The course title conveys an approach to photography that “runs counter to the predatory language we commonly associate with the medium: that of taking, capturing and shooting,” Skinner says.
Instead of taking images, students make them. Instead of capturing, images are gathered.
His favorite particular moment in teaching was making a camera obscura for his students learning pinhole photography, then witnessing their astonishment when entering the darkened chamber and seeing what was outdoors projected onto the interior wall upside down—in color and motion—he says.
He also taught Experimental Photography and led a dozen Winter Term trips to Florence, Venice and Rome between 1978 and 1992 to explore the artistic and historical aspects of Italy.
Skinner, the humble patriarch of an Eckerd College family, is married to Katrina Van Tassel, who graduated in the Eckerd Class of 1980; and their eldest son, William Skinner ’12, is married to Becca Cassidy ’13, while youngest son, Joe Skinner, graduated from Eckerd in 2014.
Though Arthur Skinner has transitioned from Eckerd professor to professor emeritus of visual arts, he’ll stick around campus as the gallery director for at least a couple of years, he says.
When asked what piece of advice he’d give to students who are aspiring artists, he provided several.

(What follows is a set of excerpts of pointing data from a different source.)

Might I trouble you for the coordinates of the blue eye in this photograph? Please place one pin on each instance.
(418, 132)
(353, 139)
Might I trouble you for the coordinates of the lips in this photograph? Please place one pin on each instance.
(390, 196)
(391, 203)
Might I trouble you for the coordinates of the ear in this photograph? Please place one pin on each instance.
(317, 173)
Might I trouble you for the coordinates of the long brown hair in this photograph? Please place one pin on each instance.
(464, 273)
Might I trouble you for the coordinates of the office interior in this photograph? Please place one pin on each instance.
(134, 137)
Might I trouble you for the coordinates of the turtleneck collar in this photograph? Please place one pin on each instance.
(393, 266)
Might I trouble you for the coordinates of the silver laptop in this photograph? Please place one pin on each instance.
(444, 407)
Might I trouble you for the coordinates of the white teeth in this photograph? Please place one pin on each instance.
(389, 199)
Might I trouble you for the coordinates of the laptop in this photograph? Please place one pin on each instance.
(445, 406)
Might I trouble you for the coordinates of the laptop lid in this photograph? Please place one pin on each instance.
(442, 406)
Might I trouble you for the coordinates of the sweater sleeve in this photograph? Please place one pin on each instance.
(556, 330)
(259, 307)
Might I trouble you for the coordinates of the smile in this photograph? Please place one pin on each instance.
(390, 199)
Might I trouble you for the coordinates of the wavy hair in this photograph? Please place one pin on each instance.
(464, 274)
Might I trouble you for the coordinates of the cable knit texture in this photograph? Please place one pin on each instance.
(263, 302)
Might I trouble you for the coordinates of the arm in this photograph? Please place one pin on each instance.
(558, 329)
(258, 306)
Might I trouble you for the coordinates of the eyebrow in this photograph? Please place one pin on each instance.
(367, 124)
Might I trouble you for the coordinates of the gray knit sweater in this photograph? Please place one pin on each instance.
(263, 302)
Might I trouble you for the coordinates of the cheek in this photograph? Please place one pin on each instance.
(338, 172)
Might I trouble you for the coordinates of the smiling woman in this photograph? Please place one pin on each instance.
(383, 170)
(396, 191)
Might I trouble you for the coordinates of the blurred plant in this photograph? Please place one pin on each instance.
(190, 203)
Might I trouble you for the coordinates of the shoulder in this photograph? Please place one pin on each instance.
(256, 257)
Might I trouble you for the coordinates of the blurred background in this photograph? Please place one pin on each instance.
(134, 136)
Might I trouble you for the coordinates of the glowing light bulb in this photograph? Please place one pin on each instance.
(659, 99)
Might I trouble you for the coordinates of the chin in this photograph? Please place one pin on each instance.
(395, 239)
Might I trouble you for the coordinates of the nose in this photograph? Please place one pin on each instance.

“Be your own best critic,” he says. “And should you find yourself at a creative impasse, try working in a different medium and see what happens, or step away from your work and then come back to it and see it with fresh eyes.”
He suggests it’s necessary “to find and develop your voice and skills in art, to be patient and resourceful and professional every step of the way. Presentation matters.”
Also, Skinner adds, “be mindful that the best artists know their art history—so keep learning and be open to discovery.”
His favorite part of being a professor and connecting with students through art was “sharing in the creative journey and advising all along the way.”